Raising independent children
Is this a dying art form? For years (from my vantage point of teaching the early years in primary school) I have been bewildered by young children unable to tie laces, open lunch boxes and seemingly unable to carry even their own school bags into school!
Today, in the supermarket, I had my two little helpers as busy as I could possibly keep them. I've learned, like most of us (the hard way) this is the only way to come out of our larger supermarket trips a success.
But about today, I need to write. At the checkout the girls were busily unloading our trolley. With as little direction from me as possible, I allowed them to figure out how they could best do this. In actual fact, for a moment, there was a fleeting thought that went through my mind, that I was actually (wait for it) doing nothing!

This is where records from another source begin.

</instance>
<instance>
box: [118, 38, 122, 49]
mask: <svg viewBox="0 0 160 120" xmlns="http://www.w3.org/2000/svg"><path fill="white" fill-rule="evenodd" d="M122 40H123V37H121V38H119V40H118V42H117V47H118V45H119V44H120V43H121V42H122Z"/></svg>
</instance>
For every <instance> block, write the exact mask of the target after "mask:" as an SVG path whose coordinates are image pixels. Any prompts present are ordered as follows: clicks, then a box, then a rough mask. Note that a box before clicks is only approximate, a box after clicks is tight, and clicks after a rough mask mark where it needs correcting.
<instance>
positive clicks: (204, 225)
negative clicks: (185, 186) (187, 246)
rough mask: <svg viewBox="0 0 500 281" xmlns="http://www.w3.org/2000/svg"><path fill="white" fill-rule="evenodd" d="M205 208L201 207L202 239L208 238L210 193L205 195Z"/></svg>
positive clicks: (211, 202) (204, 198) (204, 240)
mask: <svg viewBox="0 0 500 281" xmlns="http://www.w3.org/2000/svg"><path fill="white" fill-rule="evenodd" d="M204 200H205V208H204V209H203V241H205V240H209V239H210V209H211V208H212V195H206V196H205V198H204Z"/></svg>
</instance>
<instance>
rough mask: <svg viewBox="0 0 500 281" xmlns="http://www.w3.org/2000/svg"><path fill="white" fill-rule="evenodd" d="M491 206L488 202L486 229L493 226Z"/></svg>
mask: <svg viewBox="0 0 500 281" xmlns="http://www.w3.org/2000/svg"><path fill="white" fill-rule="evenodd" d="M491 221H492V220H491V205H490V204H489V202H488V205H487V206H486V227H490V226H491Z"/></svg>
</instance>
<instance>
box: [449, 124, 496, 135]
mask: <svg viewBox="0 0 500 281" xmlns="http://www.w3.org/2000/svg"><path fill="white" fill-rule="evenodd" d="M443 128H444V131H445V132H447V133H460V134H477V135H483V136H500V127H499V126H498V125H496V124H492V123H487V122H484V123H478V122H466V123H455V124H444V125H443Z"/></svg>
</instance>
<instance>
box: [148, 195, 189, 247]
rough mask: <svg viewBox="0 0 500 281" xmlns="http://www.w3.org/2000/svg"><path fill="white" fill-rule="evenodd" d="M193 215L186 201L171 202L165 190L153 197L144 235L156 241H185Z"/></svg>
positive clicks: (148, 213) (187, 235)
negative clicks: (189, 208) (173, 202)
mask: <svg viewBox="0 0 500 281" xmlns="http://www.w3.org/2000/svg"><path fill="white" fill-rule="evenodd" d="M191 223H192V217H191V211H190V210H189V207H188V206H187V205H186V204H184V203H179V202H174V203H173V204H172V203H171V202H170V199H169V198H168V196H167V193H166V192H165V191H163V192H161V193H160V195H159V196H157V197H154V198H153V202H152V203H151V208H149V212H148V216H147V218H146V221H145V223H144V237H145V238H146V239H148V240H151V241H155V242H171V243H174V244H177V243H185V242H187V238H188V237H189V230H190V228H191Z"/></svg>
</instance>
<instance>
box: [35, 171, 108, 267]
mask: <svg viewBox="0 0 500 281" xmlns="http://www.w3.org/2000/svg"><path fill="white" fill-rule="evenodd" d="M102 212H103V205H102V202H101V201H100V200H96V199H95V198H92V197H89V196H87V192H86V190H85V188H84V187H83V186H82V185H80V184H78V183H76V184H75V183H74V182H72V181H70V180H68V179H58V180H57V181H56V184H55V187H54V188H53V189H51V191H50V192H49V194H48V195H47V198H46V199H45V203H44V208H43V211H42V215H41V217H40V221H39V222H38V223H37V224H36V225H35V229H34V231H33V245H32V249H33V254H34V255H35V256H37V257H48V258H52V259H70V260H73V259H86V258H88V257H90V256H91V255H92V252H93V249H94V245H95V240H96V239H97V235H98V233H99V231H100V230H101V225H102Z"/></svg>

But, seriously, I was not doing 'nothing'. As the trolley became less full and the items deeper and harder to remove the trouble-shooting I saw between this pair began. I was actually doing a whole lot, harder than intervening even. I was purposefully restraining myself from stepping in with my agenda of how the trolley would be best unloaded. I was biting my tongue and simply praising the good bits I saw. I encouraged good decisions and let them know I thought they were smart girls who would figure things out. I was restraining myself from offering suggestions at the obstacles they faced. It was hard but I am committed to raising independent children.
By the stage my youngest was no longer able to reach the bottom, I rejoiced her resourcefulness as she moved straight to the items that were still in the higher part (child seat) of the trolley. This was completely unprompted and she was given praise for working this out herself. Now that she physically could do no more I asked my eldest to keep her little sister included by passing the final items to her so she could have the job of placing them onto the conveyer.
However, for my eldest, the last two spaghetti packs were just out of her reach from where she stood on the floor. There were a few more ways that I could see (but didn't say) that could be tried. My eldest needs practise with persistence and so all I offered by way of encouragement, was to keep going and a 'you can do it'. By stepping up onto the trolley I could see she didn't quite stretch far enough to be successful. I was confident that with another wholehearted try by her it would be easily within her reach. And that's when it happened. A well-meaning and very beautiful Mum (with a very well behaved toddler close by) stepped in and my eldest was saved. This lovely lady said to her 'Here you go, just shut this part (which the lovely lady then shut) and 'step up on there like you did before... (so my eldest did) and now you can reach' (and the lovely lady handed my eldest the spaghetti).
And so I write. Why is it so hard for adults NOT to step in and 'do things' for children? Scaffolding and supporting children is the way learning happens. And yet, by doing things for children who are capable, there is learned helplessness. I'm not promoting that a child is left to do what cannot be done, or is left to the point of overwhelming frustration or defeat. I'm just saying, there is an element of space and time, there is a 'pause' that we need to afford our children so they can 'achieve' and we can admire their efforts and skills and thoughts. That's all.